F. Plaintiff's Claims

Plaintiff asserts the following causes of action against the PWDs: (1) counts II-III and V-XII alleging that each PWD violated Section 2 of the Sherman Act by unilaterally refusing to sell to Plaintiff pharmaceutical products which Plaintiff labels as "essential facilities"; (2) counts XIII and XIV, alleging that each PWD violated Section 1 of the Sherman Act by allegedly conspiring with each other to refuse to deal with Plaintiff; and (3) count XX, alleging that such conduct also violated the Donnelly Act. The Complaint also asserts two claims against McKesson only, count I for monopolization of the relevant geographic wholesale pharmaceutical product market in violation of Section 2 of the Sherman Act based on McKesson's termination of its supply agreement with Plaintiff, and count IV for attempted monopolization of the relevant geographic wholesale pharmaceutical product market in violation of Section 2 of the Sherman Act.

II. Plaintiff's Allegations Against Brian Ferreira and Peter J. Pasquale

At all times relevant to the Complaint, Brian Ferreira ("Ferreira") was a Vice-President, and Peter J. Pasquale ("Pasquale") was a Senior Vice-President of McKesson. As noted above, McKesson was Plaintiff's primary supplier of pharmaceuticals from October 2003 to February 2006 pursuant to a supply agreement between the parties. Plaintiff alleges, inter alia, that Ferreira and Pasquale used the United States mails and wires to transmit fraudulent representations to various manufacturers intended to induce the manufacturers to believe that all of Plaintiff's pharmaceutical purchasing requirements were being met.

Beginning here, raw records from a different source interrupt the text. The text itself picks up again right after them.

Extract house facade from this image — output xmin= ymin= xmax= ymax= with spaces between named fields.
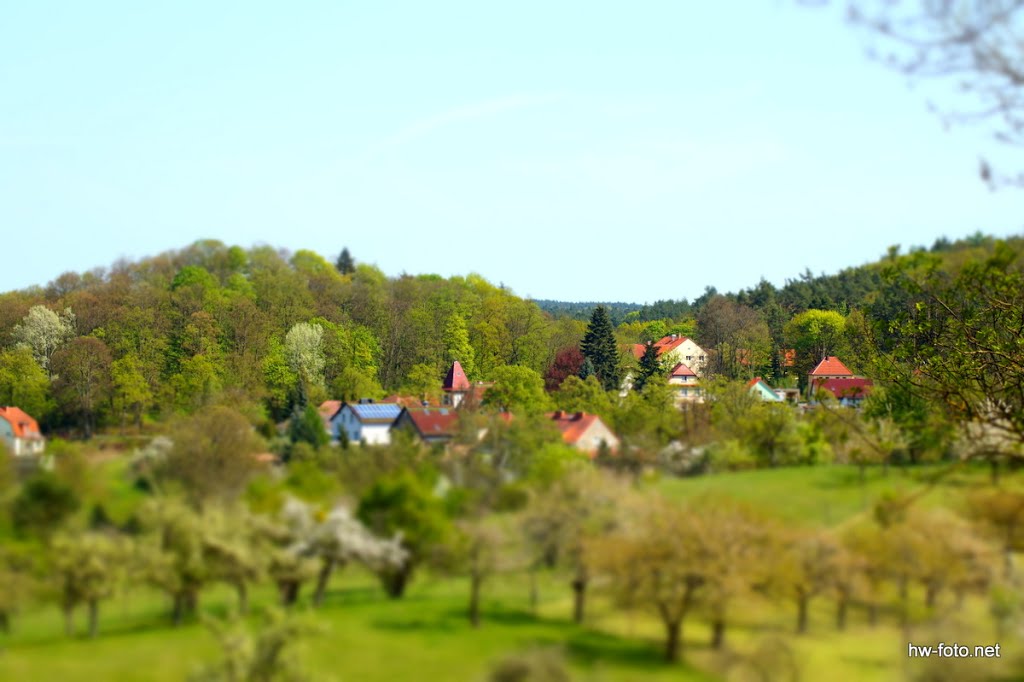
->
xmin=548 ymin=411 xmax=620 ymax=457
xmin=0 ymin=407 xmax=46 ymax=457
xmin=669 ymin=363 xmax=703 ymax=404
xmin=331 ymin=400 xmax=402 ymax=445
xmin=746 ymin=377 xmax=783 ymax=402
xmin=392 ymin=408 xmax=459 ymax=444
xmin=633 ymin=334 xmax=707 ymax=377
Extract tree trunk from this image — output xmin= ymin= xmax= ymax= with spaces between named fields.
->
xmin=836 ymin=594 xmax=850 ymax=630
xmin=529 ymin=568 xmax=541 ymax=615
xmin=572 ymin=578 xmax=587 ymax=625
xmin=234 ymin=581 xmax=249 ymax=615
xmin=89 ymin=599 xmax=99 ymax=639
xmin=711 ymin=619 xmax=725 ymax=651
xmin=185 ymin=588 xmax=199 ymax=616
xmin=925 ymin=583 xmax=939 ymax=608
xmin=665 ymin=621 xmax=683 ymax=663
xmin=171 ymin=593 xmax=185 ymax=627
xmin=278 ymin=580 xmax=302 ymax=606
xmin=313 ymin=558 xmax=335 ymax=608
xmin=797 ymin=596 xmax=811 ymax=634
xmin=899 ymin=576 xmax=910 ymax=628
xmin=63 ymin=606 xmax=75 ymax=637
xmin=469 ymin=573 xmax=483 ymax=628
xmin=381 ymin=566 xmax=413 ymax=599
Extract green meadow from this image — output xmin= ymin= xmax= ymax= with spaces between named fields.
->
xmin=0 ymin=466 xmax=1020 ymax=682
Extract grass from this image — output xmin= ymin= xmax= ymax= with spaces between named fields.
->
xmin=0 ymin=460 xmax=1021 ymax=682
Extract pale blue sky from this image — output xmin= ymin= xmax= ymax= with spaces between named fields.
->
xmin=0 ymin=0 xmax=1024 ymax=302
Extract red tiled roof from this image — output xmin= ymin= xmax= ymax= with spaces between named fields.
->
xmin=548 ymin=411 xmax=601 ymax=445
xmin=633 ymin=336 xmax=687 ymax=359
xmin=0 ymin=408 xmax=43 ymax=439
xmin=669 ymin=363 xmax=697 ymax=377
xmin=316 ymin=400 xmax=341 ymax=420
xmin=381 ymin=393 xmax=436 ymax=408
xmin=815 ymin=377 xmax=874 ymax=399
xmin=406 ymin=408 xmax=459 ymax=437
xmin=441 ymin=360 xmax=469 ymax=391
xmin=811 ymin=355 xmax=853 ymax=377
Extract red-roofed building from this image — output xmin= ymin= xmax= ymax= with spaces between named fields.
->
xmin=391 ymin=408 xmax=459 ymax=443
xmin=816 ymin=377 xmax=874 ymax=408
xmin=441 ymin=360 xmax=472 ymax=408
xmin=548 ymin=411 xmax=618 ymax=457
xmin=316 ymin=400 xmax=342 ymax=433
xmin=808 ymin=355 xmax=853 ymax=376
xmin=669 ymin=363 xmax=703 ymax=404
xmin=633 ymin=334 xmax=706 ymax=376
xmin=0 ymin=408 xmax=46 ymax=457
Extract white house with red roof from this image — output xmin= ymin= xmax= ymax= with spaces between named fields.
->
xmin=441 ymin=360 xmax=473 ymax=408
xmin=807 ymin=355 xmax=874 ymax=407
xmin=669 ymin=363 xmax=703 ymax=404
xmin=633 ymin=334 xmax=707 ymax=377
xmin=548 ymin=411 xmax=620 ymax=457
xmin=0 ymin=407 xmax=46 ymax=457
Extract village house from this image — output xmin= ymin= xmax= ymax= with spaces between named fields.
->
xmin=331 ymin=399 xmax=402 ymax=445
xmin=807 ymin=355 xmax=874 ymax=408
xmin=0 ymin=407 xmax=46 ymax=457
xmin=548 ymin=411 xmax=620 ymax=457
xmin=669 ymin=363 xmax=703 ymax=404
xmin=746 ymin=377 xmax=783 ymax=402
xmin=392 ymin=408 xmax=459 ymax=444
xmin=633 ymin=334 xmax=707 ymax=377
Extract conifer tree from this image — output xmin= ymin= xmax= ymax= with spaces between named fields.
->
xmin=633 ymin=341 xmax=665 ymax=391
xmin=581 ymin=305 xmax=622 ymax=391
xmin=334 ymin=247 xmax=355 ymax=274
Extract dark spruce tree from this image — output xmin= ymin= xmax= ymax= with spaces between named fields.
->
xmin=581 ymin=305 xmax=622 ymax=391
xmin=633 ymin=341 xmax=664 ymax=391
xmin=334 ymin=247 xmax=355 ymax=274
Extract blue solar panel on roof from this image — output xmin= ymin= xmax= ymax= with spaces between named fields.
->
xmin=351 ymin=403 xmax=401 ymax=420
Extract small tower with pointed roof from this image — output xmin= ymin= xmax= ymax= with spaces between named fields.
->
xmin=441 ymin=360 xmax=472 ymax=408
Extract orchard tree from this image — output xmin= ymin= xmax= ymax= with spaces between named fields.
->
xmin=158 ymin=406 xmax=263 ymax=507
xmin=544 ymin=346 xmax=585 ymax=391
xmin=356 ymin=472 xmax=450 ymax=599
xmin=52 ymin=532 xmax=128 ymax=638
xmin=580 ymin=305 xmax=622 ymax=391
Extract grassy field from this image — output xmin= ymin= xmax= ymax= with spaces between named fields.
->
xmin=0 ymin=464 xmax=1019 ymax=682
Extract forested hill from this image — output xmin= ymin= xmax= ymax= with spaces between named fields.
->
xmin=0 ymin=236 xmax=1024 ymax=433
xmin=534 ymin=232 xmax=1022 ymax=325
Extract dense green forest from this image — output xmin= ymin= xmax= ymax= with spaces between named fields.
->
xmin=0 ymin=235 xmax=1007 ymax=433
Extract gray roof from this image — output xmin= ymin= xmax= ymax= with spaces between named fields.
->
xmin=348 ymin=402 xmax=401 ymax=423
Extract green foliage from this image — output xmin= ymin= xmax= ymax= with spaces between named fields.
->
xmin=785 ymin=310 xmax=846 ymax=384
xmin=443 ymin=314 xmax=476 ymax=379
xmin=356 ymin=473 xmax=450 ymax=597
xmin=0 ymin=346 xmax=52 ymax=420
xmin=580 ymin=305 xmax=622 ymax=391
xmin=188 ymin=609 xmax=317 ymax=682
xmin=484 ymin=365 xmax=551 ymax=415
xmin=633 ymin=341 xmax=666 ymax=391
xmin=288 ymin=404 xmax=331 ymax=449
xmin=11 ymin=472 xmax=81 ymax=538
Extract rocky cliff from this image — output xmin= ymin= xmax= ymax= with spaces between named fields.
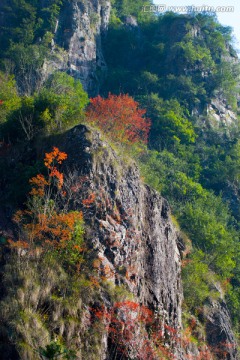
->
xmin=44 ymin=0 xmax=111 ymax=95
xmin=61 ymin=126 xmax=183 ymax=353
xmin=0 ymin=125 xmax=237 ymax=360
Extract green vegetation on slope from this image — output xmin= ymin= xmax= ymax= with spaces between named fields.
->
xmin=101 ymin=6 xmax=240 ymax=332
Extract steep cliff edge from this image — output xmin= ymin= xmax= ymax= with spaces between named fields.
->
xmin=0 ymin=125 xmax=238 ymax=360
xmin=43 ymin=0 xmax=111 ymax=95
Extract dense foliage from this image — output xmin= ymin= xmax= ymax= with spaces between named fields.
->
xmin=101 ymin=9 xmax=240 ymax=331
xmin=86 ymin=94 xmax=151 ymax=144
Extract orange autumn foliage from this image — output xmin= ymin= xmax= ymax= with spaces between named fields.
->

Plaintiff asserts the following causes of action against Ferreira and Pasquale: (1) count XXI, alleging that they violated SOX by issuing false reports, and (2) counts XXII and XXIII, alleging that they violated the civil RICO statute via the transmission of these false reports.

III. Plaintiff's Allegations Against Healthcare Distribution Management Association

Healthcare Distribution Management Association ("HDMA") is a voluntary association of wholesalers of pharmaceutical products which now excludes secondary wholesalers from its ranks. Each of the PWDs is a member of HDMA.